A guest blog by Anita Blanchard, UNC Charlotte Department of Psychology
I teach in a PhD program where about half of our
students go into academia and the other half go to industry (a.k.a. “The Real
World”) and make boatloads of money. Our
program is Organization Sciences,
and it is an interdisciplinary study of workers, work, and organizations from
the perspective of industrial and organizational psychology, organizational
communication, organizational sociology, and management. I used to work in The Real World a few years
ago and made what felt like a boatload of money at the time. But I would never go back to The Real World,
and this is what I tell my students when they ask why:
My work is always interesting in academia.
OK.
Obviously, that is a bit of an exaggeration because I think there are
few people who find that all of our required committee work and academic
service is Exciting! Enthralling! Interesting!!

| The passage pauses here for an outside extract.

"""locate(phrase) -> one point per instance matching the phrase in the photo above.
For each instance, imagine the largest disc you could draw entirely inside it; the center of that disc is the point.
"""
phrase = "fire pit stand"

But the projects I choose to work on are all interesting to me. Otherwise, I could not devote 2 to 3 years to
theorize, collect the data, analyze the data, and then go through the
publication process.
And while I think working in The Real World can
have a great deal of meaning and can involve working on very interesting and
important projects, working in academia (to me) means getting an itch in my brain
about some phenomenon that is interesting and having all the freedom in the
world to scratch it. Even better, at
mid-career, I also trust myself to know that if I think it’s interesting, other
people will too.
It helps that I research in a very applied area of
organizational sciences that I think is inherently sexy: virtual groups and
communities. I want to know why these
online groups feel like “groups” and “communities” to their members and how
participating in them variously affects their work and societal functioning as
well as their mental health. Doesn’t that
sound interesting? It does to me!
And that’s what I want to teach my graduate
students. When they find an area of
research that is interesting to them, it is probably going to be interesting to
other people, too. They are going to
have to work (i.e., read the literature and place their research within it) to
figure out why their project is academically interesting and they should expect
that they are going to have to work to convince others that it is interesting. But my assumption with my students is always
that they are getting excited about something that is actually interesting
about their research.
And that’s one of the best things about academia: I
do work that is inherently interesting to me. And most days, it’s pretty
exciting to get up and go to work. Yes,
“boatloads of money” is nice. But the
freedom to do interesting work is priceless.